Confederate Heritage Groups Reveal True Meaning of Their Flag
Update: The Tallassee Tribune is reporting that the flag will not be placed on property referenced in initial reports.
I’ve said it before, but it bears repeating that Confederate heritage groups like the Sons of Confederate Veterans are their own worst enemies when it comes to promoting their preferred interpretation of the battle flag. News that three such organizations intend to erect a 50-foot flagpole off of I-85 and within eyesight of Alabama State University (a historically black college) in Montgomery undercuts any denial of racist intent.
Despite claims to the contrary, cheers erupted when one group announced the proximity of the flag to the university.
Confederate heritage groups have worked tirelessly to re-interpret or remove the meaning of their battle flag from its long connection to resistance against civil rights in the 1950s and 60s and even the war itself.
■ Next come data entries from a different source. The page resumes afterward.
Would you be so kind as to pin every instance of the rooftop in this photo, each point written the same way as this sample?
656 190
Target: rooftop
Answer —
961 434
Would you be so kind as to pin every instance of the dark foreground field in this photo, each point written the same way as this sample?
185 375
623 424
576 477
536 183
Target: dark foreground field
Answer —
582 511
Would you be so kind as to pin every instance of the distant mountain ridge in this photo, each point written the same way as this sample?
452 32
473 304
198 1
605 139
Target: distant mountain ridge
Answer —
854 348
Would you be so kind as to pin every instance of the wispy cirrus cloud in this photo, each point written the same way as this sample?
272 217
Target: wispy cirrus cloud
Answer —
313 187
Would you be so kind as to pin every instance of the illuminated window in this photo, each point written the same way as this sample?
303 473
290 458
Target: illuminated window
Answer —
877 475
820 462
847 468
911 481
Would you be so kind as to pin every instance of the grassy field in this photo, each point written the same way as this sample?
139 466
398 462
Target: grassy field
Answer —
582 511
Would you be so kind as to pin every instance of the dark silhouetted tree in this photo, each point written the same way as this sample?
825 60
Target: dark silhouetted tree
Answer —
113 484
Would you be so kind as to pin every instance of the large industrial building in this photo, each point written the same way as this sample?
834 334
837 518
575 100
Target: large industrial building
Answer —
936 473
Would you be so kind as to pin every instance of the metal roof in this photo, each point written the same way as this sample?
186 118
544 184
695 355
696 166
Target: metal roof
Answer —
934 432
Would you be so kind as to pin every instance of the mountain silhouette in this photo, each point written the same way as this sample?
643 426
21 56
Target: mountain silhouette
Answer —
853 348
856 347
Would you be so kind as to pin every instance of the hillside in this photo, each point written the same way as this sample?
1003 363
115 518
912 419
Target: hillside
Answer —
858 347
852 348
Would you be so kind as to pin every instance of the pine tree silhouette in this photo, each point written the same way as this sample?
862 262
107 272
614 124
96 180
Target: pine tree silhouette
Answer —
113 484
They have done this by denying the centrality of slavery to the war. In more recent years they argued that the Confederate flag was embraced by thousands of loyal black soldiers and, as a result, ought to be embraced by African Americans today such as H.K. Edgerton and Karen Cooper of the Virginia Flaggers.
But if the flag has no connection to the history of racism and slavery and if the individuals in these organizations are not motivated by racism, than why place the flag in this specific location? And why cheer when it is announced?
I don’t need to answer that question for you.